All That Remains (2022), de Craig Quintero, Taïwan, 12 min, en anglais

Voici une narration de type huis clos théâtral filmée en réalité virtuelle par Craig Quintero avec une approche poétique et un très beau et sensible jeu de l’actrice Yu-Hsin Yu et de son partenaire Ollie Huang. Un film sur la rencontre, l’intimité, nos craintes, nos besoins, nos rêves, nos solitudes et nos communions. Le film a été projeté l’an dernier à la Biennale de Venise.

Red Tail (2022), par Fish Wang, Taïwan, 20 min, en anglais et en mandarin

Film d’animation fantastique en 3D sur un petit garçon qui s’évade lors d’une sieste entamée sur le banc d’une gare merveilleuse en suspension dans le ciel ! Il se met à suivre la queue rouge d’un poisson, se retrouve dans un wagon de téléphérique rempli de créatures étranges. L’homme semble ne plus être qu’une espèce comme une autre, sur une Terre devenue désertique et laide. La suite est magique, le dessin est attirant et le propos, une invitation à apprendre de nos erreurs, à supporter nos petites tragédies et à garder le moral !

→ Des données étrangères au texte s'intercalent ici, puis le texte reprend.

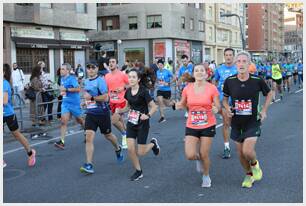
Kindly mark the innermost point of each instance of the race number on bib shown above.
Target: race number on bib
(243, 107)
(133, 117)
(199, 118)
(91, 104)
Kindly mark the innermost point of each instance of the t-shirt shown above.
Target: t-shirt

The Man Who Couldn’t Leave (2022), par Chen Singing, Taïwan, 35 min, en anglais, mandarin et taïwanais

Certainement le film le plus marquant des quatre. Une page sombre dans l’histoire de Taïwan que la « Terreur blanche », cette période de 38 ans (entre 1949 et 1987) durant laquelle des milliers d’intellectuels taïwanais soupçonnés de sympathie à l’égard du Parti communiste chinois ont été emprisonnés, voire exécutés. Le film de Chen Singing raconte l’histoire de quelques-uns d’entre eux. Très bien fait et plutôt flippant.

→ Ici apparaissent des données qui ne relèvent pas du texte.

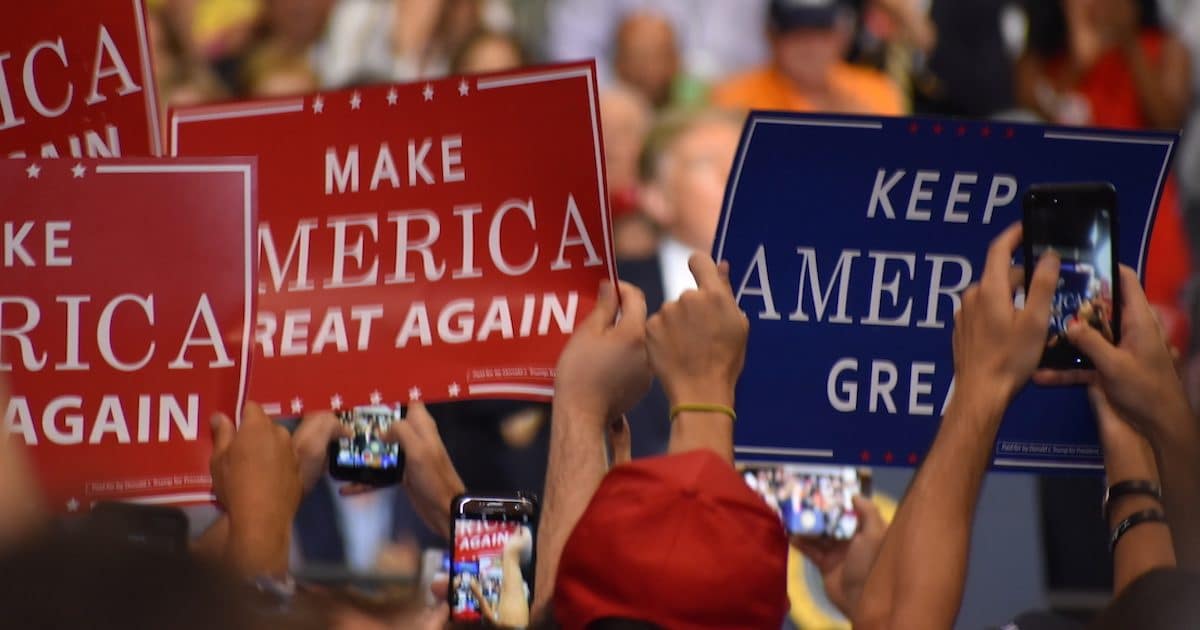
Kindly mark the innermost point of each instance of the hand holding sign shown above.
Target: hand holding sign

Missing Pictures Episode 2 (2022), de Clément Deneux, France, Royaume-Uni, Taïwan, Luxembourg, Corée du Sud, 11 min, en français, anglais, allemand, coréen et mandarin

PHOTO FOURNIE PAR LE CENTRE PHI

Image tirée du film Missing Pictures Episode 2

Un conseil, terminez votre visite par Missing Pictures ! Le film de Clément Deneux sur le cinéaste taïwanais Tsai Ming-Liang permet de rester de bonne humeur ! Les images de ce petit garçon (lui !) fasciné par son grand-père sont attendrissantes. Leur relation intime va construire le destin du futur réalisateur né en Malaisie et dont le film Les chiens errants a obtenu le Grand prix du jury à la Mostra de Venise en 2013.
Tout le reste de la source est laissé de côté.